Les pièges autorisés appartiennent à cinq
catégories :
- Boîtes à fauves
Les pièges-cages entrent dans cette catégorie.
- Pièges déclenchés par pression sur une
palette ou par enlèvement d’un appât, ou tout autre
système de détente, et tuant net l’animal
Les pièges à mâchoires capturant l’animal par un
membre sont interdits.
- Collets munis d’un arrêtoir
L’arrêtoir empêche la strangulation.
- Pièges à lacet déclenchés par pression
sur une palette, ou tout autre système de détente,
et capturant l’animal par une partie de son corps,
sans le tuer
- Pièges entraînant la mort de l’animal par
noyade.
L’utilisation de pièges à
loutre, celle des pièges à poteau ou de pièges à
mâchoires placés sur poteau, celle de pièges à feu ou
de batteries d’armes à feu, sont interdites, ainsi que
l’utilisation de pièges rustiques dits assommoirs
perchés (depuis le 29 juin 2011).
Les modèles de pièges des catégories 2 à 5 nécessitent
une homologation ministérielle symbolisée par un poinçon
visible sur le piège.
Les pièges doivent être visités au moins tous les
matins.
Les animaux capturés et classés “nuisibles” dans le
département doivent être mis à mort immédiatement et
sans souffrance. Les animaux capturés, alors qu'ils ne
sont pas classés nuisibles, doivent être relâchés.
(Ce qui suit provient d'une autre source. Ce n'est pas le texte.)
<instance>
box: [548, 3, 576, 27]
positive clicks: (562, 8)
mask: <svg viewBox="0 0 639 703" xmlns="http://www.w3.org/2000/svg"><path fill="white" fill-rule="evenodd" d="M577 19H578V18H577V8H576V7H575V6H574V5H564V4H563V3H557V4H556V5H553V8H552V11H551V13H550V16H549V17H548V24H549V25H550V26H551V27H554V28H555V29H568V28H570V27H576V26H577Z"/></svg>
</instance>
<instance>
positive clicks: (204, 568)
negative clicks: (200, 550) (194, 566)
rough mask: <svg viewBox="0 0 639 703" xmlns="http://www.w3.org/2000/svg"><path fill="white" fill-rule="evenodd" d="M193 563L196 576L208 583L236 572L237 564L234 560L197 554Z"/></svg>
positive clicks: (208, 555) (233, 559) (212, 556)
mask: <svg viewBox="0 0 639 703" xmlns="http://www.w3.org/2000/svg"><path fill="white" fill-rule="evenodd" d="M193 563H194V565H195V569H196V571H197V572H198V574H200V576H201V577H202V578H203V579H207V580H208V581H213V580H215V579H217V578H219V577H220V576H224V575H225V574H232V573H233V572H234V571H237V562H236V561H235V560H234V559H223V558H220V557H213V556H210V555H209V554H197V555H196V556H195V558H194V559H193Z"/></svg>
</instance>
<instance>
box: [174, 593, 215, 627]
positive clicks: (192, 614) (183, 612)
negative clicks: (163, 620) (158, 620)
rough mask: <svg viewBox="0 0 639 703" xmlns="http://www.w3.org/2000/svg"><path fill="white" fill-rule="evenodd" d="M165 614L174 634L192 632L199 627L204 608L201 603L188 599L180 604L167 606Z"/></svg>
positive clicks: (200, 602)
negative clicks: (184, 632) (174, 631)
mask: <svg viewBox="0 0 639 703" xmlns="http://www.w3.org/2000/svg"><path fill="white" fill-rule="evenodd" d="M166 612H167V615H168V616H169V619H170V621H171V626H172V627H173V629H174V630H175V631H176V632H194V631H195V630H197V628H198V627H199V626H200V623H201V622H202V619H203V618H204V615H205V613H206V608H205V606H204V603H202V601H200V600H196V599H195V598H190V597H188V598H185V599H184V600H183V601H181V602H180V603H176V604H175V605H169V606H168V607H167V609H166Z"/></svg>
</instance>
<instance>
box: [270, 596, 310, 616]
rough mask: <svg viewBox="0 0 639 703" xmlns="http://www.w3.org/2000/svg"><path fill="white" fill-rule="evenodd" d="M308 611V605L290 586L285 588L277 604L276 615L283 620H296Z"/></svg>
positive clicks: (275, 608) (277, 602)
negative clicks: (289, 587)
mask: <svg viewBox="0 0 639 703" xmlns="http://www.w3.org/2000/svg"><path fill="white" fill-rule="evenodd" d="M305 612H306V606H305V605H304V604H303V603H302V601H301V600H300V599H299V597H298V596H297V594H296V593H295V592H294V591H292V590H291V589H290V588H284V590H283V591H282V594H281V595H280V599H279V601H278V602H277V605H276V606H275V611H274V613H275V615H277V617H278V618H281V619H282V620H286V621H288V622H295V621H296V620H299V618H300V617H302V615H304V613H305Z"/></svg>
OBLIGATIONS DU TITULAIRE DU DROIT DE DESTRUCTION
C'est le propriétaire (ou le fermier) qui est
titulaire du droit de destruction.
S’il veut piéger ou faire
piéger par un piégeur agréé, il doit :
- établir une déclaration préalable au
piégeage, indiquant le(s) nom(s) de(s) piégeur(s),
les motifs du piégeage, la nature des pièges, les
époques de pose, les zones piégées.
Quatre exemplaires sont nécessaires, tous visés par
le maire: l’un pour le déclarant, un autre pour le
préfet, un troisième pour la fédération
départementale des chasseurs, et le dernier pour
affichage communal officiel.
- signaler de manière apparente sur
les chemins et voies d’accès, les zones où seront
tendus les pièges.
OBLIGATIONS DU PIÉGEUR AGRÉÉ
ARTICLE 5
« Toute personne qui utilise des pièges doit être
agréée à cet effet par le préfet du département où elle
est domiciliée. Cet agrément fait l’objet d’une
attestation numérotée et est valable pour l’ensemble du
territoire national ».
Commentaire
Le permis de chasser n’est pas requis et il n’y a pas
d’âge minimum. Sauf exception, une formation est
obligatoire. Assurée par l’Office National de la
Chasse et de la Faune Sauvage, elle n’est sanctionnée
par aucun examen. Il suffit donc de participer à la
session de formation (minimum 16 heures) pour que le
préfet signe un arrêté d’agrément au bénéfice du
candidat. Mais il faut remarquer que l’agrément est
devenu obligatoire pour tous les types de pièges.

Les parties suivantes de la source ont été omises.